There was an era in the United States when minor postural variations in feet were viewed as precursors to serious adult disability, deformity and pain and, therefore, the prescription and use of shoe modifications was extremely widespread. It is now recognized that the vast majority of mild to moderate flexible flatfeet do not require any treatment other than parental reassurance. Prescription shoes are expensive and prescription molded shoe orthotics are incredibly expensive. Both require frequent replacement in the growing child.
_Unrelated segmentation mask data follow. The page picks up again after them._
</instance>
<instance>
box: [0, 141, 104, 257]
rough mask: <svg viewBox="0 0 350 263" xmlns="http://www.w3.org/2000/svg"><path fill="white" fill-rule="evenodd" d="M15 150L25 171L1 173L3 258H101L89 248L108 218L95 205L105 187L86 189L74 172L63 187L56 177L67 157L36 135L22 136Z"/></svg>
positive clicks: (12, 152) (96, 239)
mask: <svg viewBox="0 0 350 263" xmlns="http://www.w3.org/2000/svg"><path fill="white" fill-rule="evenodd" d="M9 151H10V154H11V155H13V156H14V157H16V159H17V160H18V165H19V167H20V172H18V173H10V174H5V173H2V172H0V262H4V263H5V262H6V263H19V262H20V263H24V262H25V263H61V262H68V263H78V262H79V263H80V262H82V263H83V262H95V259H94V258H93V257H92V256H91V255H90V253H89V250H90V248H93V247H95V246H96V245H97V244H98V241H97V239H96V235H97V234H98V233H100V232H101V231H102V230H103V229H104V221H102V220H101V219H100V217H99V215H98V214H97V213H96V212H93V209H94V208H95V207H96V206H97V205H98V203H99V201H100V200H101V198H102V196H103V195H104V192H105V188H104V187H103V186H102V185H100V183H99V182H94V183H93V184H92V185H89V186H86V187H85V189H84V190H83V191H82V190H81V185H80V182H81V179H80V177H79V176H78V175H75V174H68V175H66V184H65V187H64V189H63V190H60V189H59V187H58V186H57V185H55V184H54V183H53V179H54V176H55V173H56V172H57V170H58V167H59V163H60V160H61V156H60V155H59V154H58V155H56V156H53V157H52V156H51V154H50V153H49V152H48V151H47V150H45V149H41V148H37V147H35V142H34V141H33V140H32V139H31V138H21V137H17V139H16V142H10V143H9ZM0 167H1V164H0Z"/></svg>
The severe flatfoot with absence of the longitudinal arch and a convex medial border of the foot with a prominent head of the talus and significant valgus of the heel probably does require treatment. Whereas the supportive device, whether it be a custom molded orthotic or a shoe modification such as a scaphoid pad and a one-eighth inch medial heel wedge, will support the foot, it will not produce any beneficial anatomical changes. The rationale for such treatment, therefore, is that it prolongs shoe wear (treating the shoe instead of the foot), it may prevent the severe flatfoot from becoming painful later in childhood or in adolescence, and although it will not correct the anatomical deformity of the foot, it may prevent it from becoming more severe.

Figures 3 & 4

Treatment Principles
What follows is a summary of treatment principles:

  • BEWARE OF TREATING children under the age of three years because the area under the longitudinal arch is often filled with a fat pad that does not disappear until this age. The flat foot may really just be a fat foot.
  • THERE IS EVIDENCE to show that no type of shoe support or orthosis will produce a lasting structural improvement in a flatfoot. On the other hand such devices, hypothetically, may prevent worsening of moderately severe or severe deformities.
  • NO THERAPY IS INDICATED for a mild or moderate flexible flatfoot Exercise programs for foot or leg muscles (other than for a tight heelcord) have no therapeutic value.
    THE MODERATELY SEVERE flatfoot in the older child with discomfort can be treated with a scaphoid pad and one eighth inch medial heel wedge for relief of pain. This will not produce a structural change in the foot, but can be applied to virtually any shoe, even a sneaker. Check for a tight heelcord and if this is present, heelcord stretching exercises or serial casting will help diminish the symptoms.
  • THE SEVERE FLEXIBLE flatfoot with heel valgus and no underlying neurologic or muscular disorder should be supported with a foot orthosis such as a UCBL. This is biomechanically more effective than shoe modifications and will restore the weight-bearing balance of the foot away from its abnormally medially shifted position. Such treatment should improve shoe wear, diminish the likelihood of discomfort and prevent worsening of the deformity.
  • THE TREATMENT of rigid flat feet in almost all instances requires orthopaedic evaluation and management.